I point out that the invitor asked them to go ride knowing full well EXACTLY what they are offering. They know you are slower and are trying to help. We all went riding, and still go riding, with faster riders. It is how we all learned. So we invite newer riders as part of paying back how other riders helped us. It's all part of the BikeCycle of Luv. Riding is about sooo much more than just the ride. Most of us just want everyone else to have as much fun riding as we do. 

As mentioned above, there are some situations to be weary of like the hammerfests some prefer but I think most riders, even very new riders, can tell the difference.

I even take this topic a step further. I advise new riders to protect themselves during the ride.

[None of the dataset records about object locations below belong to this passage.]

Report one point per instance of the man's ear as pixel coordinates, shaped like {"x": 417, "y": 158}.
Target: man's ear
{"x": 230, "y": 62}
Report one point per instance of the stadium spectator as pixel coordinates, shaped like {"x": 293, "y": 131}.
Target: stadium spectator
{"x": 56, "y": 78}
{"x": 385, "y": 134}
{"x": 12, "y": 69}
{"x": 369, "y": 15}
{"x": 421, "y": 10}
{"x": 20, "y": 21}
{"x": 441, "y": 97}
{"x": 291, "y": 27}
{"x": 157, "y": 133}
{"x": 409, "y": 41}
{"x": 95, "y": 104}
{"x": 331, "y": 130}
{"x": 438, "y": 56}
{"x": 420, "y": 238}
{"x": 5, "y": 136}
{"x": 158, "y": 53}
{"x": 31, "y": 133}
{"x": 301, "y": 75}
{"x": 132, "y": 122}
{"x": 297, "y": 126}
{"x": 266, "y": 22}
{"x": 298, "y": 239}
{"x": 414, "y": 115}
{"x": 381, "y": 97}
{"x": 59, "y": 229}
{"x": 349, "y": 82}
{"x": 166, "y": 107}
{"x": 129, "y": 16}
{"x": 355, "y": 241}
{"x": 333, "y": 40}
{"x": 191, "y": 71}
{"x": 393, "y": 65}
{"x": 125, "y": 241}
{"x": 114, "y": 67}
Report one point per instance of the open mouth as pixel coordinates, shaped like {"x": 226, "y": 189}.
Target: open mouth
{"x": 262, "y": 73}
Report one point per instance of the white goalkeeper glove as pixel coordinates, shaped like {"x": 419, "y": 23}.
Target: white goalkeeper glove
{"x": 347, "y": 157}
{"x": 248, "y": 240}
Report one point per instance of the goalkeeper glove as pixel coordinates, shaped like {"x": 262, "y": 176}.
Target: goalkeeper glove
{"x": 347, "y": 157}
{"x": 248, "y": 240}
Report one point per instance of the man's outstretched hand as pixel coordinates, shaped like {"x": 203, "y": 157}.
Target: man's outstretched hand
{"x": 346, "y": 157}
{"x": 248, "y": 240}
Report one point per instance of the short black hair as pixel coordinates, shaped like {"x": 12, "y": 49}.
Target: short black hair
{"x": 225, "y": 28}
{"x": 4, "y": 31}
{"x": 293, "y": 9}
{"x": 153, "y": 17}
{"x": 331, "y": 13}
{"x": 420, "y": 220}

This means not only all the normal stuff, but recognizing when they are with a more advanced group and how to manage your own endurance and performance. 

There is one trick I share is for those riders that find themselves in the back and being waited on. The trick is too stop and rest where the waiting group can't see you. Then when you are ready ride up to the group. If you keep chasing the group and keep being the last, you never really get to recover, and as soon as you appear the group is ready to go again. This leads to the possibility of pushing yourself beyond your limits and getting in trouble; dehydration, cramps, etc. It's better to protect yourself in this way and survive the ride rather than ending up in a heap with cramps and having to be carried out or worse.


----------



## oldbroad (Mar 19, 2004)

I'm a faster rider than my husband. When we ride with a group, I'm in the towards the front and he towards the back, but I always make a point of hanging back and riding with him for a bit. When it is just the two of us, I'll ride the fun parts of the trail at the speed I like and then wait for him, then ride at his pace until the next fun part.

The only time I get impatient with him is when he takes for friggen _ever_ to get ready to go on the ride. I'm all geared up and riding in circles around the yard and he's running back in the house for the fifth time to get something!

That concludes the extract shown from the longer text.